Probably more interesting would be to have printed out to the screen, or to a file, lines of data of the form

key value

preferably sorted by increasing key, say up to a certain bound. These could then be cut and pasted into a graphing program or whatever. A first attempt:

printTree(nilTree).

printTree(ct(K,V,L,R)) :-
    printTree(L),
    writef('%6l%6l\n', [K,V]),
    printTree(R).

Now we try:

?- collatzTree(10, T), printTree(T).

That works well except for two things: the keys larger than 10 are printed (since they belong to the three), and the tree itself is shown when the goal finally succeeds. The latter effect is mediated by a standard trick, we put a !, fail. at the end of the printTree. Oops, that's no good. Now we don't get side effects, since we can't get to the writef until a printTree succeeds. So, create a new top level predicate showTree:

showTree(T) :- printTree(T), !, fail.

That fixes the display of T itself. Now how do we limit the output values. Well, go back to printTree and add a parameter for the largest key we want printed:

printBoundedTree(ct(K,V,L,R), Bound) :-
    printBoundedTree(L,Bound),
    K <= Bound,
    writef('%6l%6l\n', [K,V]),
    printBoundedTree(R, Bound).

We could, and probably should, provide a corresponding showBoundedTree, but so long as the bound we supply is smaller than the maximum key, then we don't need it.

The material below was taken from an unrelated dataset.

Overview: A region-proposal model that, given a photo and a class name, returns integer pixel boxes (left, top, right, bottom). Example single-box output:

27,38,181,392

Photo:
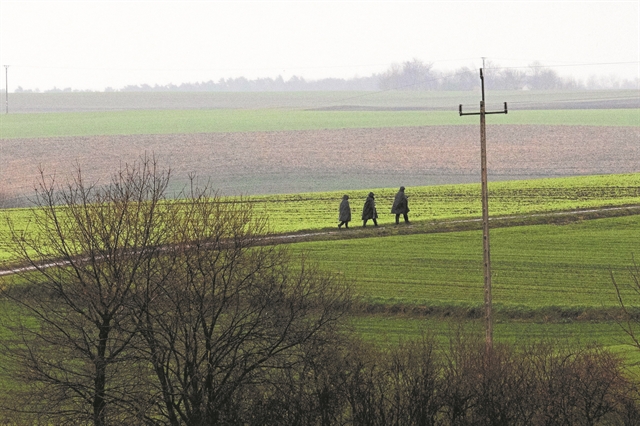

Finally, how do we get all this to a file? How about:

printBTreeToFile(Fn, T, B) :-
   open(Fn, write, Fd),
   tell(Fd),
   \+ printBoundedTree(T, B),
   close(Fd),
   !,
   fail.

Some funny business here. The first two lines of the clause open a file whose name we supply as Fn for writing, and set it to be the standard output stream. But then instead of doing printBoundedTree ... we do "not printBoundedTree ..." Eh? Well remember we set printBoundedTree up to always fail, so in order to get to the close line we need to make it succeed again, hence the not. Now we close the output file and restore the fail so that we don't get bothered by seeing the whole tree.

As it has been presented here this code is very unsafe -- printBoundedTree succeeds if the bound is larger than the biggest key in the tree, and this will leave the output file open. This defect is repaired in the actual code.